Supporting rural Southern women as human rights leaders to end poverty
Women uniting for change
Women combating sexism, racism, classism
Women tackling inequality
The work is guided by the belief that to truly empower women and end poverty we must build a political culture in the U.S. that promotes and protects human rights.
Pathways to Change
Supporting women and girls as agents of change
Promoting human rights as the tool for change
Advancing new strategies to create change
Who We Are
Rachel Fowler, a native of South Carolina, is dedicated to deepening the human rights movement in the U.S. and to improving the lives of women and girls, especially those most impacted by poverty and other insecurities. Rachel has more than 20 years of human rights and non-governmental organization experience having served as Associate Director for the US Human Rights Network from 2008 to 2015 and prior having worked with The Carter Center Human Rights and Democracy Programs for 16 years, serving in many senior leadership roles. Rachel’s areas of expertise include human rights, democracy, and civil society capacity building, women’s rights, grassroots organizing, and NGO development.
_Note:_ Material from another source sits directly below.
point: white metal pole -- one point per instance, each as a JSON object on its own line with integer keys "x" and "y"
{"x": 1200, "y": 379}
She served on Amnesty International USA’s board of directors, leading its strategic planning process.
Natalie A. Collier, a native of Mississippi, is a writer, poet and fierce advocate for those most often ignored. After working with Mississippi’s only alternative newspaper and then earning a writing fellowship at Northwestern University, Natalie lived the life of a city girl working as the associate editor of a weekly publication. Feeling impotent to help the people whose stories she sometimes felt exploitive of, she changed careers. The south beckoned her back. She now works as the regional youth coordinator for the Children's Defense Fund - Southern Regional Office. She is the director for the Unita Blackwell Young Women's Leadership Institute working empower, encourage and uplift those most often ignored. Areas of expertise include women/girls rights, economic justice, grassroots organizing.
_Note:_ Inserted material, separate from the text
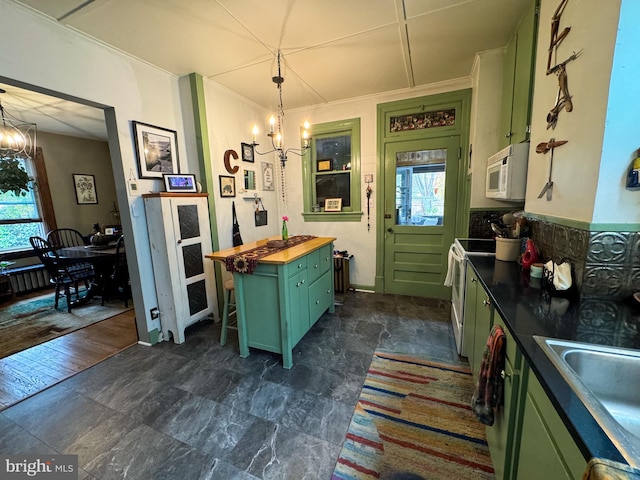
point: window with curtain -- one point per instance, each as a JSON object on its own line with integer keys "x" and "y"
{"x": 25, "y": 216}
{"x": 333, "y": 171}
Rebekah Hudgins (M.A., M.P.H.), a native of Alabama, is a dedicated advocate for women, children, and the family. Rebekah is an anthropologist and epidemiologist currently working as an independent evaluation consultant and director of AnthroEval Consulting, LLC. She has worked with the Division of Public Health and Centers for Disease Control in active surveillance; conducted ethnographic research including extensive home visits in Jamaica; conducted drug studies in both Jamaica and the United States; and currently works with several organizations that are focused on community building and child and family well-being. In all of this work she has focused on the intergenerational and environmental aspects of women’s and children’s health, and the importance of the family and community context.
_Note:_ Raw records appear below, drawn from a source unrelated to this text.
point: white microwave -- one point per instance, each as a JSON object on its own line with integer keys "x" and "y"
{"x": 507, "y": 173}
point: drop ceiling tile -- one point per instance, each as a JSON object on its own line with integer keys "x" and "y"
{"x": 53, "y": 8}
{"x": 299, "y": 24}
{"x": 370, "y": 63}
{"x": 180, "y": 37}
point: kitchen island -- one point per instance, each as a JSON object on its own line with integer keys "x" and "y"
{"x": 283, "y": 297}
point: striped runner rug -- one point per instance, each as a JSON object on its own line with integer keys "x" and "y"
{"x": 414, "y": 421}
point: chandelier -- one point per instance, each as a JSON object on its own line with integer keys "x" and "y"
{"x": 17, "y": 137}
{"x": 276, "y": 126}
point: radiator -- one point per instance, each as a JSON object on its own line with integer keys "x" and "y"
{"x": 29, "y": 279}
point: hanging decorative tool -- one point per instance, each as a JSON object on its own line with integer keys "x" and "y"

Johnaca Dunlap is a mother, working woman, SC Master Gardener, who volunteers with Ubuntu Institute of Community Development, a small collective of grassroots people investing their resources to affect positive change within their communities. Johnaca works with others to bring change and awareness through education, health, economics, cultural consciousness. When human beings experience trauma or serve life stressors, their lives can unravel. With that understanding and awareness of humanity Johnaca with friends created Carolinas Human Rights Organizing Conference, which brings together activists, organizers from diverse movements to provide a holistic understanding of human rights issues in North and South Carolina. Through facilitated conversations and interactive activity attendees build partnerships and develop collaborative strategies focusing on human relationships and human rights concerns - racial, social, labor, environmental, militarism, economic.